A woman has been charged with killing a widely known Vietnamese-American fortuneteller and her daughter, slayings that initially mystified investigators because the victims' hands and faces were covered with white paint.

Tanya Jaime Nelson (search) allegedly assumed the identities of the victims after the April 21 killings, spending more than $3,000 on clothing and plane tickets, authorities said.

Nelson, 41, of Roanoke Rapids, N.C., was arrested Monday and charged with fraud and burglary, and charges of conspiracy and double-murder were added Friday, said police Lt. Derek Marsh.
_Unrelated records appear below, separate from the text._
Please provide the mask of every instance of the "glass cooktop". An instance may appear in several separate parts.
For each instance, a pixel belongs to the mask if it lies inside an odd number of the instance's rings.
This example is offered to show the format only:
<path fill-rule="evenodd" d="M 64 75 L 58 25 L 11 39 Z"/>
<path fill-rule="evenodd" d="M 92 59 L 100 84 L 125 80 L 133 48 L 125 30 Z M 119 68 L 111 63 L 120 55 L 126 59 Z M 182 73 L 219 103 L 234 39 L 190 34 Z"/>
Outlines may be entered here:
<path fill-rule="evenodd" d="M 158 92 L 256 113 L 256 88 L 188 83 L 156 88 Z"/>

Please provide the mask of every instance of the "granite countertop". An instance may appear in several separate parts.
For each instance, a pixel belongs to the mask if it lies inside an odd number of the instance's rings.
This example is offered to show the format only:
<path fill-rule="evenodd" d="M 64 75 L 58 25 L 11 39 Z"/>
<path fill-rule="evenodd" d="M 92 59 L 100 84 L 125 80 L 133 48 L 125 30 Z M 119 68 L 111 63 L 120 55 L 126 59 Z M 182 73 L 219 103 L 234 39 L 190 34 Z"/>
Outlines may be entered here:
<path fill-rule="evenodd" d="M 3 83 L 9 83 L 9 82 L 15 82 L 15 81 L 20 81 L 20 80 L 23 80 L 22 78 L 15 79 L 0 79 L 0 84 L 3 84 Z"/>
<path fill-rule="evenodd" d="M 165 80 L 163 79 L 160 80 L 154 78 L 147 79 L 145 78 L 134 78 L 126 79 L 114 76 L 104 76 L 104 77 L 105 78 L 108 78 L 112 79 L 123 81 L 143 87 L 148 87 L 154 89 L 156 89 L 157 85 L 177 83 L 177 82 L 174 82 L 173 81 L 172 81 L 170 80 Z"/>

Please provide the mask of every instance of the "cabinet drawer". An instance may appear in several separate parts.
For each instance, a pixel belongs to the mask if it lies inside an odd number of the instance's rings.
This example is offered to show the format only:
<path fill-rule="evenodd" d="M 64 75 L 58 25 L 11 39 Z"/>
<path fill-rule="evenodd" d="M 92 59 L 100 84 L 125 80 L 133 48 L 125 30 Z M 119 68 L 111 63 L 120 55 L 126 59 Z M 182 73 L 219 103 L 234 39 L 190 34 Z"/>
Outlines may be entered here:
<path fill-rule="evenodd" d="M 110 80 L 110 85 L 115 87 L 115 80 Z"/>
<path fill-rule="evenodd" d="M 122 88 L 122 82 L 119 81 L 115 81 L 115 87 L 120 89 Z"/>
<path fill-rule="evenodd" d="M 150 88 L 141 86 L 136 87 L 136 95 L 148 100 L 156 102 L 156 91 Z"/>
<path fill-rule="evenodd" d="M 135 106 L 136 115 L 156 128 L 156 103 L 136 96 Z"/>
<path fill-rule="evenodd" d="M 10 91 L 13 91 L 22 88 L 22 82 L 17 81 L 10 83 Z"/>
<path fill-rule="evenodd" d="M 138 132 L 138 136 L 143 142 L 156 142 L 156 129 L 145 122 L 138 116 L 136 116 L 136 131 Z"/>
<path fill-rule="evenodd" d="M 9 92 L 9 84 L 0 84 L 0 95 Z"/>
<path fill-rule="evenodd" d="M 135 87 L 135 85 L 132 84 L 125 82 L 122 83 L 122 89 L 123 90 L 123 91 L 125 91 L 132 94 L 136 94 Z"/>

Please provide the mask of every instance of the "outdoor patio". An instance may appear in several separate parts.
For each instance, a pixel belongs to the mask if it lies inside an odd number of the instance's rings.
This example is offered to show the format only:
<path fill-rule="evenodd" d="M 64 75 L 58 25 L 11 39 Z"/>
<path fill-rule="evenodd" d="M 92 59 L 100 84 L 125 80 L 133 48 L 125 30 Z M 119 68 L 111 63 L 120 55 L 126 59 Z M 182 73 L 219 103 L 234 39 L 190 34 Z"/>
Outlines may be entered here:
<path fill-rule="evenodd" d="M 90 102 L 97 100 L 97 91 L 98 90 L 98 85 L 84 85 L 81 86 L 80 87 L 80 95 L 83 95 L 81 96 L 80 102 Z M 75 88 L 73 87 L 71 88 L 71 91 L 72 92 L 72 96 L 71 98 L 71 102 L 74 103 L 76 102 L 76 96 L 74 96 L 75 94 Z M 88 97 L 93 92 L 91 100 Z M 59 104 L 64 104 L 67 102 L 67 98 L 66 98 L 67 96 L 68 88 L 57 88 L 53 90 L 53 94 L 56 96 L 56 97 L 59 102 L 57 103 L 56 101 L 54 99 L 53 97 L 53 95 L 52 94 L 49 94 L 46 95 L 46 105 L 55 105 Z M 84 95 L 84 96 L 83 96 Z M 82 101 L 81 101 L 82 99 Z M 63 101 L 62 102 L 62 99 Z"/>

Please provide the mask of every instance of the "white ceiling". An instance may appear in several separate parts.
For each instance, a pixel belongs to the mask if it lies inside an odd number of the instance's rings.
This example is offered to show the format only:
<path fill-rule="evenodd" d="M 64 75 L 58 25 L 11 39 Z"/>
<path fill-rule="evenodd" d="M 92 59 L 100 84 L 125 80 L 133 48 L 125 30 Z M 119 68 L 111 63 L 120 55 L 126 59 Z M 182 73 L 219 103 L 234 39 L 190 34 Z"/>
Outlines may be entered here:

Bail was set at $1 million for Nelson, who also uses the name Phuong Thao Nguyen.

Phillipe Zamora (search), 50, also of Roanoke Rapids, is in custody at Halifax County Jail in North Carolina pending extradition to California to face identical charges, Marsh said.

Authorities said fortuneteller Ha Jade Smith (search), 52, and her daughter, Anita Nhi Vo, 23, were stabbed to death when they interrupted a burglary at their home.

Smith, known as Miss Ha (search), was known nationally among Vietnamese-Americans as a skilled fortuneteller and had clients from as far away as New York.

The victims' faces and hands were covered in white paint.

Callers told police the paint may have symbolized the white worn during Vietnamese funerals or the white face coloring of villains in the traditional theater of some Asian countries, but Marsh said it may have been used merely in an attempt to throw off police.

If convicted, Nelson and Zamora could be eligible for the death penalty or life in prison without the possibility of parole.